In a leaked video obtained by ABC News of a question-and-answer session between Department of Justice interns and Attorney General Jeff Sessions from an event last summer, the former Alabama senator claimed that drugged-driving was responsible for more vehicular deaths than alcohol last year and did not directly answer a policy question about why his stance on guns is more lax than his cannabis stance.

“You support pretty harsh policies for marijuana and pretty lax gun control laws – I’m not even sure where you stand on the assault weapons ban – so I’d like to know since guns kill more people than marijuana, why lax laws on one and harsh laws on the other?” an unnamed female intern asked the attorney general.

“Well, that’s an apples and oranges question,” Sessions says, chuckling, before defending his gun stance by citing the Second Amendment.

“The Second Amendment – you are aware of that?” he begins as the audience laughs, “guarantees the right to the American people to keep and bare arms and I intend to defend that Second Amendment – it’s as valid as the First Amendment. … Look there is this view that marijuana is harmless, and it does no damage. I believe last year was the first year that automobile accidents that occurred were found to have been caused more by drugs than by alcohol.”

Sessions is citing the Governors Highway Safety Association report which found that 43 percent of motorists who died in traffic accidents had drugs in their system, compared to 37 percent who tested positive for alcohol; however. experts argued that the report should be taken with some caution because only 57 percent of drivers killed in car accidents were tested for drugs.

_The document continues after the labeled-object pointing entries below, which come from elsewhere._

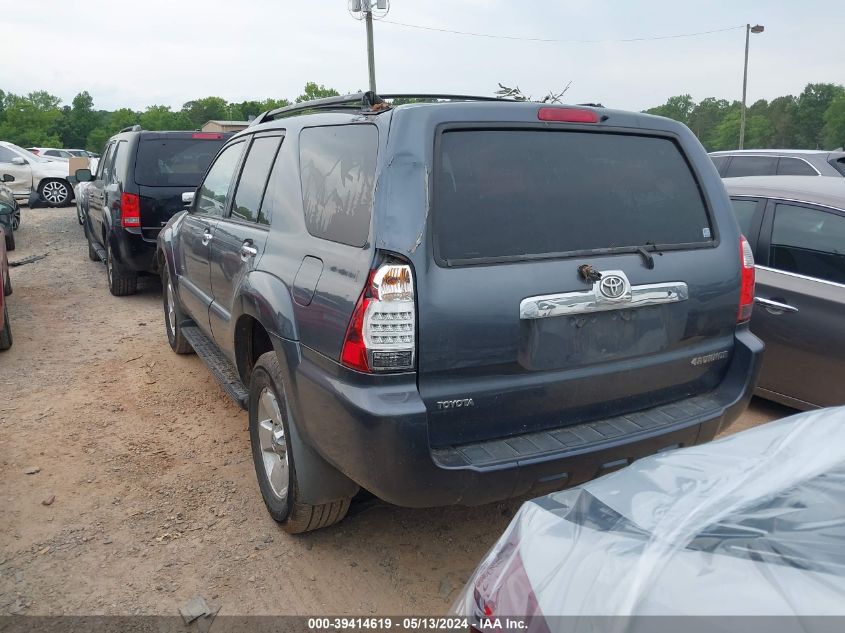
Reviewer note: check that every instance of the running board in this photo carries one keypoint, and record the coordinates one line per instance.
(225, 373)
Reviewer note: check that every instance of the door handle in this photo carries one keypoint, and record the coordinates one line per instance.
(775, 307)
(248, 250)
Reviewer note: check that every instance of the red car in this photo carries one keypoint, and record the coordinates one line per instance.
(5, 291)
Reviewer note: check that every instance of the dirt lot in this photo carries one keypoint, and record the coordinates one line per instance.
(145, 493)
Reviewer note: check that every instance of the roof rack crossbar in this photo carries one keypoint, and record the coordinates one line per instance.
(445, 97)
(366, 101)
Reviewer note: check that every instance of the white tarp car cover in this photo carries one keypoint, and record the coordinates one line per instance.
(753, 524)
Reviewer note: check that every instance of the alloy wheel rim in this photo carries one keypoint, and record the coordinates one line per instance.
(54, 192)
(271, 439)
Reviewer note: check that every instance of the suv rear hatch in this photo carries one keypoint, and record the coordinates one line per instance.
(516, 332)
(167, 165)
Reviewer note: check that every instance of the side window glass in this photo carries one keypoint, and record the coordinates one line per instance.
(215, 187)
(104, 162)
(121, 158)
(337, 167)
(744, 212)
(795, 167)
(808, 242)
(253, 180)
(752, 166)
(720, 162)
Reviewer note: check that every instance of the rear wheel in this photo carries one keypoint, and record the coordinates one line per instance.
(122, 282)
(6, 331)
(56, 193)
(269, 432)
(173, 316)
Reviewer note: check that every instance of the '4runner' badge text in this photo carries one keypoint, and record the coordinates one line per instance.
(454, 404)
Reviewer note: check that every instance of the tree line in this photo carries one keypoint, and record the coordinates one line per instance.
(39, 119)
(815, 119)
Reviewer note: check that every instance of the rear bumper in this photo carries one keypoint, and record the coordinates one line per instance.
(132, 250)
(375, 431)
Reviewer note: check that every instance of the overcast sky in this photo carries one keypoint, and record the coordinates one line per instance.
(137, 53)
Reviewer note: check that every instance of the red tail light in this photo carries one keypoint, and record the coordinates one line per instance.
(381, 333)
(567, 115)
(746, 292)
(130, 210)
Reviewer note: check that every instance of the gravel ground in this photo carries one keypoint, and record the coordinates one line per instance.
(145, 494)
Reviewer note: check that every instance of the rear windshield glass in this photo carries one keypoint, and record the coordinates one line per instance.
(533, 193)
(174, 162)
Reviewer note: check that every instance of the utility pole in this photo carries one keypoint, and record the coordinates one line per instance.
(371, 54)
(748, 31)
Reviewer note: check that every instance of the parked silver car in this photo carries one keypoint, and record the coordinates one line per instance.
(796, 227)
(779, 162)
(749, 525)
(48, 178)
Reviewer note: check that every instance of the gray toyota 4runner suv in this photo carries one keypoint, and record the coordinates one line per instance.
(460, 301)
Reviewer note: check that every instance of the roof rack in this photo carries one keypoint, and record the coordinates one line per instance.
(363, 101)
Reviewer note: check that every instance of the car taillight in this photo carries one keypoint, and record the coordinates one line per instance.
(746, 292)
(567, 115)
(130, 210)
(502, 588)
(381, 334)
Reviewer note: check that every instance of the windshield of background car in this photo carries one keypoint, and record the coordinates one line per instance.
(25, 153)
(514, 194)
(174, 162)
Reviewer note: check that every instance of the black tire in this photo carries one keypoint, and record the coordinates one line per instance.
(55, 192)
(173, 321)
(122, 282)
(293, 515)
(6, 331)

Russ Rader, spokesman for the Insurance Institute for Highway Safety told CNN that there also “isn’t very consistent testing for drivers who are killed in crashes with regard to drugs.”4

“We don’t have a good handle on what to do about it, but we do know how to address alcohol impairment, which remains a major problem,” he said in the report. “Another problem, particularly with marijuana, is that people often combine the two, so how do you separate them?”

Sessions went on to say that “marijuana is not a healthy substance” and the American Medical Association’s opinion is “crystal clear” and aligned with his own. He asked the intern whether she agreed with him and the AMA, to which she responded, “I don’t.”

“Okay, so, Doctor whatever-your-name-is, so you can write to the AMA and see why they think otherwise,” Sessions remarked.

Although the video is from the summer, Sessions has not budged on his prohibitionist view and has urged Congress to restore funding to the Justice Department for federal enforcement of state-legal cannabis programs.